TASKs:
(1) Using a carefully designed topology, show a situation when a packet is dropped by Random Progress algorithm despite a routing path existing to the destination
(2) Using a carefully designed topology, show a situation when a packet using Random Progress algorithm travels a `non-shortest' path. Feel free to use your own definition of shortest path. It could be shortest in the sense of geographical distance, or in terms of number of hops.
(3) Using a carefully designed topology, show a situation when Most Forward Within Radius would create a routing loop.
(4) Using a carefully designed topology, show a situation when Greedy Forwarding (void traversal not implemented) would fail to deliver a packet, but Random Progress could deliver it.

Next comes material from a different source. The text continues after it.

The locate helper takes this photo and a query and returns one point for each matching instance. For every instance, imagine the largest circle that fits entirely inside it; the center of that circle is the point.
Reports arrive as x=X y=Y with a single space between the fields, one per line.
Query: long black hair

(5) Existing geographic routing algorithms are based on single- hop neighbour location information, which provides low complexity, but is not optimal. In this task, you will consider an extension that allows nodes to exchange their own positions as well as their one hop neighbour information (exchange their ‘neighbour position tables').
(a) Propose extensions of the three progress-based geographic routing algorithms that select next hop based on two hop progress, i.e., the progress is now calculated after the packet travels two hops instead of one hop used by existing algorithms. You may use pseudo-code to specify the algorithms.
(b) Show the benefits of the extended versions compared to the single- hop algorithms using carefully designed topologies. You need to first identify a list of benefits (different algorithms may benefit differently from this extension) that are gained by extending the algorithms to 2-hop, and then show each of these benefits using carefully chosen routing scenarios.